The most prominent among the authors who are half a generation younger than those already mentioned is Serhiy Zhadan, who also had his debut as a poet. Nowadays Zhadan is known as a flamboyant showman who skillfully presents his texts at both poetry and prose performances. His prose books Depeche Mode, Big Mac ant other feature savoury realities of the transition period in Ukraine, as well as author’s experiences of traveling abroad. Zhadan’s prose is polyphonic, as in his writing last remains of the post-Soviet discourse clash with the commercial «newspeak»’ of today’s Ukraine.

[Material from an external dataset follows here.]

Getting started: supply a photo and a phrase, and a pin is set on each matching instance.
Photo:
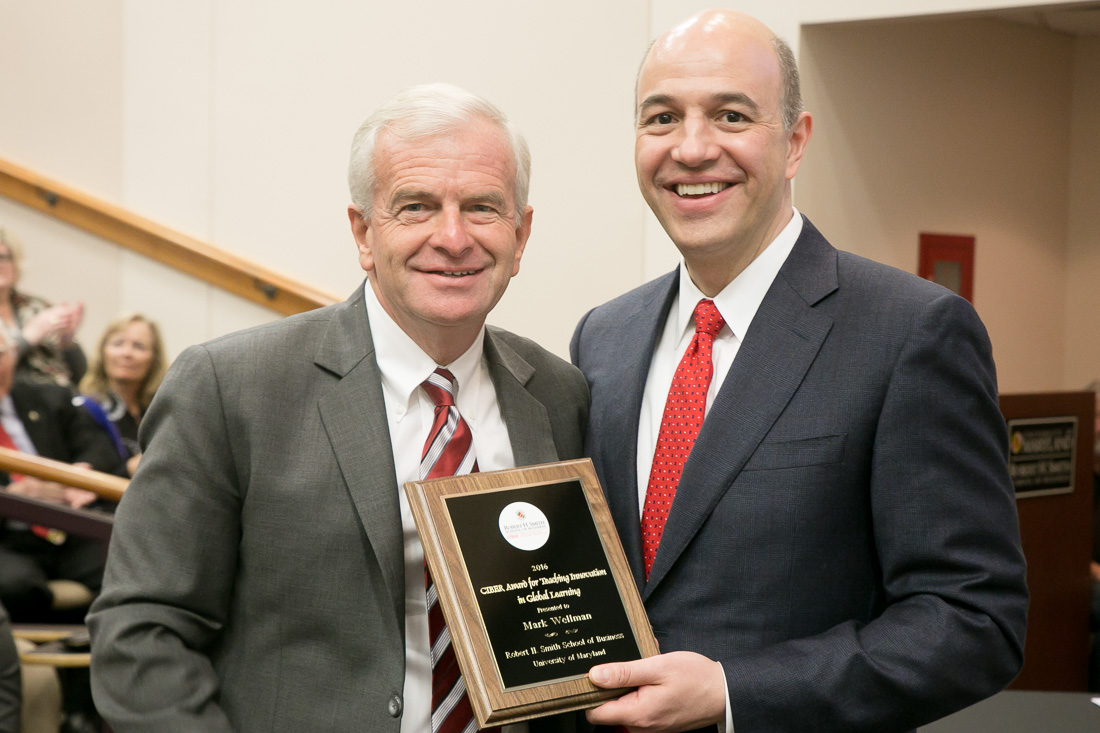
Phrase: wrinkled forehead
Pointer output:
(723, 48)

Zhadan’s prose deals rather with modern discourse of post-Soviet Ukraine and not with lives and minds of modern Ukrainians.


So-called ‘alternative’ literature, which shows the world of drugs, drink and promiscuous sex from the inside, giving no moral judgment of it and merely stating the fact of its existence, has become a natural part of the world literature, both European and American. Perhaps the only one representative of the trend in Ukraine is Svitlana Povaljajeva with her books Ekshumatsia mista (Exhuming the City), Origami-Blues, Zamist krovi (Instead of Blood), Simurg and other. The rebellious spirit and vibrant anti-bourgeois views combined with refined style and rich language make Povaljajeva’s writing a prominent phenomenon of contemporary Ukrainian literature.

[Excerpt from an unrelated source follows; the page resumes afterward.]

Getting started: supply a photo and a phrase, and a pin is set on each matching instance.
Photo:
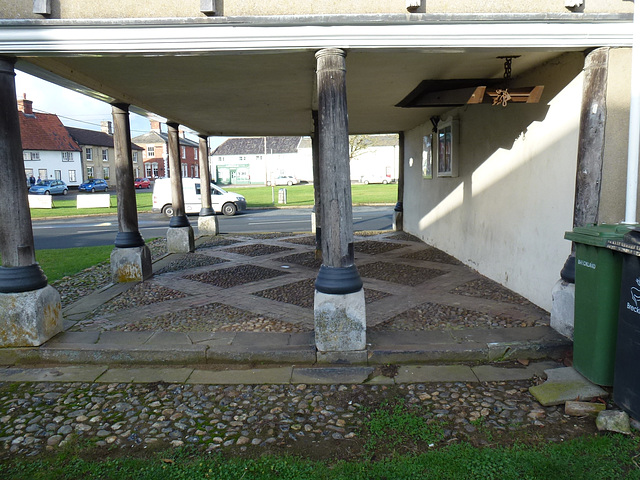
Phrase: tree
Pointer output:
(358, 144)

Life keeps going, and the same is true for literature. Sofia Andrukhovych, the daughter of already mentioned Yury Andrukhovych, is a bright young author. Her first works has attracted attention purely because they have been written by a famous writer’s daughter. But her novel Syomha (Salmon) that constitutes from a number of short stories has proven the appearance of a remarkable author with her own style and worldview. The novel is also interesting as a source of facts, as there are many nimble details from life of post-Soviet children and teenagers.

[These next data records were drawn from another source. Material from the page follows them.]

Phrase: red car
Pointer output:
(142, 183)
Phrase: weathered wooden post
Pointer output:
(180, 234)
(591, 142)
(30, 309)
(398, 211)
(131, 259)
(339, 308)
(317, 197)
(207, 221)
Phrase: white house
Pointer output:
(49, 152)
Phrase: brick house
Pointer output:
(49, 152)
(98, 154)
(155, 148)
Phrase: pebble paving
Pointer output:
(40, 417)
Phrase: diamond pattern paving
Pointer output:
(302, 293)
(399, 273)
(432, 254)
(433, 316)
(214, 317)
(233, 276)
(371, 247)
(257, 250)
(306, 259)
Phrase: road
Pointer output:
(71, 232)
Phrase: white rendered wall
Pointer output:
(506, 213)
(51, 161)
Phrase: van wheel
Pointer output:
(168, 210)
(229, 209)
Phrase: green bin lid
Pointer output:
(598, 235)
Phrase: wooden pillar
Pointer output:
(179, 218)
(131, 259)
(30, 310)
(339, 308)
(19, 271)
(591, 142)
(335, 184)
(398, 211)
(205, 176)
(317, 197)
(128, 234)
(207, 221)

Day-to-day existence of the same post-Soviet generation constitutes the base of stories by another young author — Tanya Malyarchuk. Tanya experiments with both forms and modes of narration. In every book her author’s role is that of telling tales or gossips or presenting her own reflections. Tanya has her own way of provoking her reader — that of depicting things natural yet inappropriate to talk or write about: flaking nails, falling hair, dirty windows and other if-you-love-me-then-love-my-tobacco-stench stuff. Tanya’s characters are perfect in everything — including their triviality and geekness. The common feature that all Malyarchuk’s books starting with Endshpil Adolfo (Adolfo’s Endgame) share is that they all seem to be written about and for «that» kind of people. The kind you can not even call geeks. They seem perfectly normal at first sight, thoughts and fancies easily projected on one’s neighbours or relatives. But it is this elusive sense of ‘difference’ that is attractive, and Tanya’s novel Hovoryty (To Talk) brings it to the ultimate.

 This is original literature of the new generation, and it is able to give birth to those who reproduce it.